Converting Nested JSON to CSV
Last Updated: 10 January, 2021 | First Published: 8 December, 2013
The first time I came across JSON, I was really happy. It is a very light and fluffy object representation in plain text. The beauty was that there were no new or extra specs; existing concepts of lists, objects, strings, numbers etc. were taken and put together in it's own clean way. I use JSON widely when I am working with APIs. In my playbook it is second only to single word/number replies.
Apart from becoming a standard for data interchange between clients and server calls, JSON has also become popular for intermediate representation and storage of data. This is pretty evident when working with reporting tools and frameworks. Why I say intermediate is because, the origin might be some XML or data from some DB and the actual consumption format might be some chart, graph or CSV data.

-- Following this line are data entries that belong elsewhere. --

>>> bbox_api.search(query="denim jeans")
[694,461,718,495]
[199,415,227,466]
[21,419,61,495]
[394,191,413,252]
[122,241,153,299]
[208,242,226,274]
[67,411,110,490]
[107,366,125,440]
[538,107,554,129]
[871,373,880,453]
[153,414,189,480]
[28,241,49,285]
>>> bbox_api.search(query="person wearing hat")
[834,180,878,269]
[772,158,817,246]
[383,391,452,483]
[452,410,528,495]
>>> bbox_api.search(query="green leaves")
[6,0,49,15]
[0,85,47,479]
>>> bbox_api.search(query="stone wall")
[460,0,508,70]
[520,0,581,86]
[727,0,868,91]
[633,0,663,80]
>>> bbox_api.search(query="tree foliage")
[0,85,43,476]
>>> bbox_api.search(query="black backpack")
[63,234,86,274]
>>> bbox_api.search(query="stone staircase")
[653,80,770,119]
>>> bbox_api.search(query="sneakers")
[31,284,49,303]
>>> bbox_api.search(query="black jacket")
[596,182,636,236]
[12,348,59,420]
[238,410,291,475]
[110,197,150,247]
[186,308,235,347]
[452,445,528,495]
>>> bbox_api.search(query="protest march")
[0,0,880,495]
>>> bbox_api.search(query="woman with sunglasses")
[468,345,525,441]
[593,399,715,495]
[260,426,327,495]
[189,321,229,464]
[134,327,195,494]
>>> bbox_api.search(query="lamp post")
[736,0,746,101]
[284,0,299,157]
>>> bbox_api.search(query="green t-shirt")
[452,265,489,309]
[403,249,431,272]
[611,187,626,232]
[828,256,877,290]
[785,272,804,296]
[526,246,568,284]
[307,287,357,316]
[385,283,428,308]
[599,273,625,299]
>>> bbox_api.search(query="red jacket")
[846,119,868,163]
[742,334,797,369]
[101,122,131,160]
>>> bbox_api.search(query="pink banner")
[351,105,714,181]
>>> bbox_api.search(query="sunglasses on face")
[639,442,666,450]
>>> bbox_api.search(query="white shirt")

JSON allows expression of hierarchical, well formed and structured data by nesting objects and arrays within one another up to multiple nesting levels. Often, this sort of representation is not very easy or almost impossible to express in row/cols based data structures like CSV. However, when you talk about reporting and making dashboards it is almost always required to convert such structured data to more flatter key/value data for interpretation and exporting. This interpretation allows data analysts to import the data into tools like excel and work with it.
Here I am going to discuss about converting multiple nested JSON which might or might not contain similar elements to CSV for usage with tools like excel or open office calc. The script is written in Python2.7.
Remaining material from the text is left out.